Firstly, the segmentation results based on pretrained parameters are all better than those with random initialization; secondly, the average result of two networks based on CPMID 0.8117 is slightly better than that based on ImageNet 0.8104, but the difference is not significant. Segmentation is a more complex task than classification. Although CPMID has the advantage of a similar domain, ImageNet has the advantage in terms of quantity. Therefore, the results of pretrained parameters based on the two datasets are not significantly different. Nevertheless, we can still observe that the mIoU values achieved by CPMID pretrained method with Resnet50 are highly comparable with ImageNet pretrained method with Resnet101, despite the fact that the Resnet50 model has a much lower complexity than the Resnet101 model. Therefore, compared to pretrained models based on ImageNet, using a pretrained model based on CPMID can significantly reduce the time for training and inference while ensuring accuracy.

Discussion

ImageNet-pretrained models have been widely used in medical image analysis though there is an obvious domain gap between natural images and medical images. To the best of our knowledge, this is the first work to use multiple networks and different pretrained parameters to assess effective of transfer learning on small medical datasets comprehensively. In this study, the proposed dataset CPMID was first built by collection of several common open medical imaging datasets, which include various common radiological medical imaging modalities. We utilize the lesions and tissue organs contained within the images as category labels. The built progress of CPMID provides insights for the construction of medical imaging database with a large amount of dataset like ImageNet. This study conducted extensive experiments to evaluate the applicability and value of pretrained models on small-scale medical imaging datasets. In the assessment stage, a series of extensive classification and segmentation experiments were conducted on three other small medical image datasets, using three different training initialization methods and five different networks.

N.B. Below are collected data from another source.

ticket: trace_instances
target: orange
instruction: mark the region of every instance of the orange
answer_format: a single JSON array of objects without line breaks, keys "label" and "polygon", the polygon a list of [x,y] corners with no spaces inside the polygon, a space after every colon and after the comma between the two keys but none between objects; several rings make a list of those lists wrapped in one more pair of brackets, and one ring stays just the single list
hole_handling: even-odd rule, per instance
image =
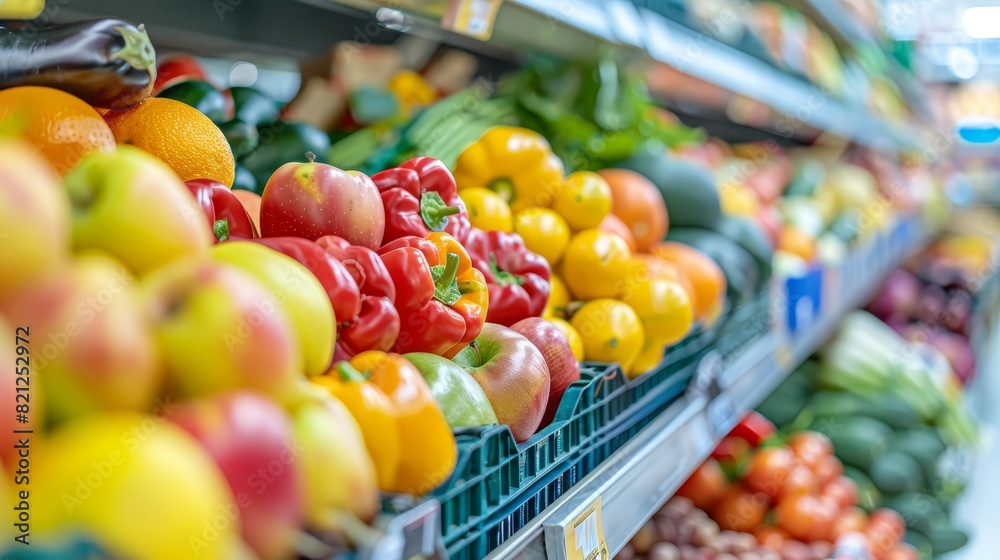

By comparing the three training initialization methods in downstream tasks, we found that training from pretrained parameters is much better than from scratch on small medical datasets. Especially, utilizing pretrained parameters from CPMID achieved the best balance result in terms of performance and efficiency. Additionally, transfer learning based on CPMID pretrained parameters also offers better interpretability by heatmaps in the classification task. Hence, for small-scale medical image dataset, transfer learning should be utilized regardless of a classification or segmentation task, which is significantly better than starting training from scratch. For all tasks, the model training from CPMID pretrained parameters can yield highly satisfactory results when using simpler network architectures. For complex networks such as ViT and complex tasks such as segmentation, the use of ImageNet-based pretrained parameters is also beneficial.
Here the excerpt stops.